Team:WashU StLouis/modeling

Washington University - Penn State iGEM

Welcome To Our Website!
WashU and Penn State   iGEM 2015
Project Description Let's Talk Apply for the 2016 iGEM Team!

What is a genome-scale metabolic model?

A genome-scale metabolic model (GSM) is a network reconstruction of all known metabolic reactions in an organism and the genes that encode each associated enzyme.1 Through the construction of these networks, we can assess the metabolic capabilities of an organism as well as its potential to produce biologically useful metabolites.

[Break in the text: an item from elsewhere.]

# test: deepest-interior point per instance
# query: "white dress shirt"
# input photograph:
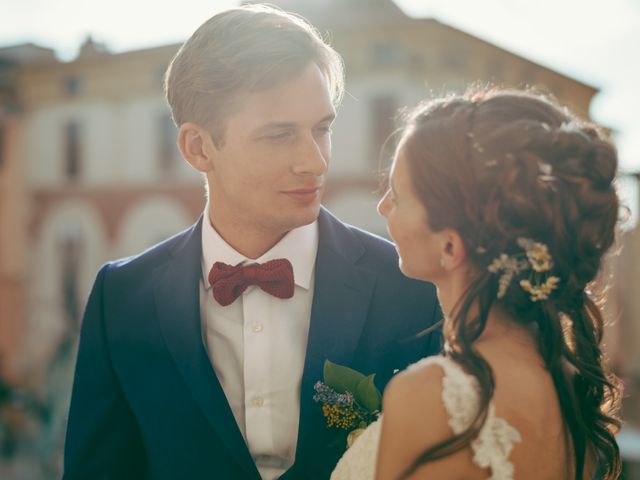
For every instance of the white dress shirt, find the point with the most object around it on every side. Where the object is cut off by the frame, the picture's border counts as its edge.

What are the components of a genome-scale model

  • Gene-Protein-Reaction (GPR) relationships
  • Set of known metabolic reactions represented in a stoichiometric matrix. Identifies stoichiometric coefficients and directionality associated with each reaction.
  • Scaled biomass equation. Assumes flux through the biomass equation is equal to the exponential growth rate of the organism. This is made from experimental measurements of biomass components.

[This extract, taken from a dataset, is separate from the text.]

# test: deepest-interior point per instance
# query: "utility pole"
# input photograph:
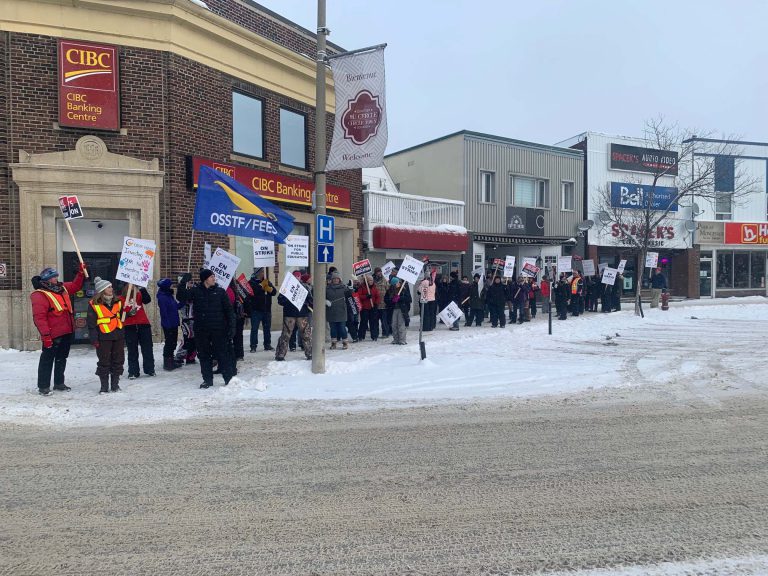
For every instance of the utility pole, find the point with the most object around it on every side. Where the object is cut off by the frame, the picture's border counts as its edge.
(319, 270)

You can download our GSM, adapted from a published model of E. coli strain DH10B (Monk et al)[2], of nitrogen-fixing E. coli (strain WM1788) here.

What is flux balance analysis?

Flux balance analysis, or FBA, is the method by which we determine the flow of metabolites, or flux, through the constructed metabolic network of a GSM1. FBA allows us to predict growth rates of an organism under certain media conditions, along with the production levels of targeted metabolites, such as ATP.

E. Coli StrainMaximum BiomassMaximum ATP
DH10B.8214513.154784
K-12 MG1655.8212333.153125
JM109.8212333.153125
WM1788 (Wild Type) .8212333.153125
WM1788 (Nitrogen-fixing).4545313.155221*

Sample FBA outputs for several E.coli strain models. Values are in mmol/(gram cell dry weight * hour)

*Note that the units for maximum ATP are tied to biomass; therefore the maximum ATP value for nitrogen fixing E. coli is actually much lower, not higher, than the wild type values.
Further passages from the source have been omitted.